To Advance Polygenic Risk Scores, Large Studies Need Better Genotyping Tools

December 5, 2019

Contributed Commentary by Keith Brown

December 5, 2019 | A decade ago, the concept of a polygenic risk score had not even been cited in a genomics publication. Today, it’s almost impossible to pick up a human genetics journal or attend a conference without hearing about these new biomarkers. Polygenic risk scores—the idea of bundling many variants with modest genetic effects and using their sum total to predict disease risk—have in some cases been shown to be as reliable as monogenic factors. No wonder, then, that enthusiasm is high for applying these scores to predict susceptibility to common, complex diseases for which we do not yet have useful biomarkers.

But developing polygenic risk scores is difficult—much more difficult than identifying and validating single-variant biomarkers. The study size and marker density needed to discover variants for inclusion in these multi-component scores are significantly larger than what’s needed to discover single variants with large genetic effects.

Scaling up to the required study sizes will require significant reductions in genotyping cost and other improvements to genomic analysis technologies. Even today’s most comprehensive microarrays, for example, do not deliver the resolution required to capture all of the genetic diversity across all human populations. Scientists might need to interrogate tens of millions of variants from millions of samples in each population before finding the correct mix that will accurately predict disease risk. Whole-genome sequencing, on the other hand, generates the needed volume of data but at a prohibitive cost for the number of people who must be included in these studies.

To pave the way for development of effective polygenic risk scores for a broad range of diseases, the community needs a robust, sequencing-based approach for high-throughput genotyping. Such a method will enable lower costs while generating an increased breadth of data, and it will remove the research biases associated with fixed-content microarrays.

Success Stories

Some of the best-validated polygenic risk scores to date have come from large-scale, longitudinal studies. Analyses of UK Biobank data, for instance, led to the calculation of polygenic risk scores for coronary artery disease (CAD), inflammatory bowel disease, type 2 diabetes, and other conditions. In a 2018 Nature Genetics article reporting these findings, scientists wrote: “For CAD, this prevalence is 20-fold higher than the carrier frequency of rare monogenic mutations conferring comparable risk. We propose that it is time to contemplate the inclusion of polygenic risk prediction in clinical care.” (DOI: 10.1038/s41588-018-0183-z)

Fairly early in the era of genome-wide association studies, we realized that these projects were most effective at finding highly penetrant variants with large genetic effect. This has been very important for elucidating the cause of some diseases, but it has been clear that common diseases are often too complex to be solved with a simple association to an individual variant. Polygenic risk scores offer an unprecedented chance to make inroads into these common diseases by allowing us to take advantage of many variants with more modest effects.

Study Size

These risk scores will be most useful when there is enough information to accurately capture genetic variation within each population. Choosing markers in one population, for instance, may not give the same high-resolution information about someone from another population (DOI: 10.1038/s41588-019-0512-x).
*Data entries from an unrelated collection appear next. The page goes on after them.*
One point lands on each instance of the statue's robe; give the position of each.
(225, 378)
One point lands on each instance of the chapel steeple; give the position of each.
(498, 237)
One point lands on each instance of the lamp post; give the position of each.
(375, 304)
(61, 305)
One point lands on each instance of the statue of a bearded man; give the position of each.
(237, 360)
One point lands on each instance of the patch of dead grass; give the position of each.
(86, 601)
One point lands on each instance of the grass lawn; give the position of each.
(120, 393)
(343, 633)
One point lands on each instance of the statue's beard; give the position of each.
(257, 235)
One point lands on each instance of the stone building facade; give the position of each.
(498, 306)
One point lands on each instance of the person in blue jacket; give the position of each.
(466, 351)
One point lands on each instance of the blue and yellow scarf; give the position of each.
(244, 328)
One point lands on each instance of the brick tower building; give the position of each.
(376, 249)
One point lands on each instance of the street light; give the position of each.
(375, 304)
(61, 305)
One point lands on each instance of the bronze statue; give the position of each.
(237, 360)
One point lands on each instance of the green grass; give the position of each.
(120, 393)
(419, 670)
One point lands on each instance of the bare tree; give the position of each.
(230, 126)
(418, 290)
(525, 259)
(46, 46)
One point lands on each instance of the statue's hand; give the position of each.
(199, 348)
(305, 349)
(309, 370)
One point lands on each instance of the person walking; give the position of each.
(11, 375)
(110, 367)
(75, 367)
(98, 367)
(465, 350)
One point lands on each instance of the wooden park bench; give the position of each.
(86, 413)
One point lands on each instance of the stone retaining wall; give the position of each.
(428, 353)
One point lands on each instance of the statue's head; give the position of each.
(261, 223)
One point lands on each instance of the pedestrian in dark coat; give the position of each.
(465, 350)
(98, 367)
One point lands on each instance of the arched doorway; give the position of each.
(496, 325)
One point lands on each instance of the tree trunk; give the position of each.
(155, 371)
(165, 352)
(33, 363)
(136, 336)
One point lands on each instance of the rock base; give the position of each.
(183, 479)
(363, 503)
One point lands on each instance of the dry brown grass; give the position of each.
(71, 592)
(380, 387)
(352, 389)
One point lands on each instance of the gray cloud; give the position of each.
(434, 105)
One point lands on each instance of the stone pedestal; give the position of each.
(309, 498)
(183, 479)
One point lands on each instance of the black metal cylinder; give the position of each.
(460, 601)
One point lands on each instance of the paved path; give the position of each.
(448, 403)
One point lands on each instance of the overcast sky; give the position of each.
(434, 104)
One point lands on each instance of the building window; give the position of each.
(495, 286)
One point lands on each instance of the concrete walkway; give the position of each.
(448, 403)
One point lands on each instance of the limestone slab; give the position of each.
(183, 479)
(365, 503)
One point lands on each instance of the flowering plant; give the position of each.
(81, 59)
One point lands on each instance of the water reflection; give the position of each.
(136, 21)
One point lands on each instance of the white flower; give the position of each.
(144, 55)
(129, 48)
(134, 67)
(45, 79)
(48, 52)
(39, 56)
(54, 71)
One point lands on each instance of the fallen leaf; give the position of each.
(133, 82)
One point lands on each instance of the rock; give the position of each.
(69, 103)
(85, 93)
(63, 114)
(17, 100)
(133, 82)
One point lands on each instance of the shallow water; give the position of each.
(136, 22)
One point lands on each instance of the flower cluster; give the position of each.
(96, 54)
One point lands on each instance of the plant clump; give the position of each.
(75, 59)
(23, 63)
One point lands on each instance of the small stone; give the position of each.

People of African descent, for example, have variation that reflects the greater number of generations that have occurred in this population compared to groups that branched out more recently. This means there have been more recombination events, or more opportunities to reshuffle genomic information, resulting in smaller haplotype blocks that require much higher resolution to find. For example, a genetic variant that reliably represents a large block in a European genome might represent a much smaller block in an African genome. Any conclusions drawn from that variant about the surrounding genomic region would likely be accurate for the European but possibly inaccurate for the African.

Because of these differences across populations, studies aimed at establishing new polygenic risk scores can only get enough statistical power by including many, many individuals. Fortunately, we do not need to rediscover the many variants that have already been identified by efforts such as the 1,000 Genomes Project or the HapMap Project—we simply need to build on their foundation. We do, however, have to improve on large-scale studies that were built on microarrays, a hybridization-based technology that can have difficulty calling some known variants and cannot detect novel variants.

To help realize the promise of polygenic risk scores, the human genetics research community will need cost-effective tools that enable high-throughput genotyping. Low-pass sequencing coverage of tens of millions of variants per person offers the necessary resolution at a feasible cost today, and promises users the opportunity to gain from continuing technical innovation. By improving the workflow upstream and downstream of modern sequencers, it should be possible to facilitate population-scale studies and generate the information needed to establish clinically actionable risk scores for many common, complex diseases.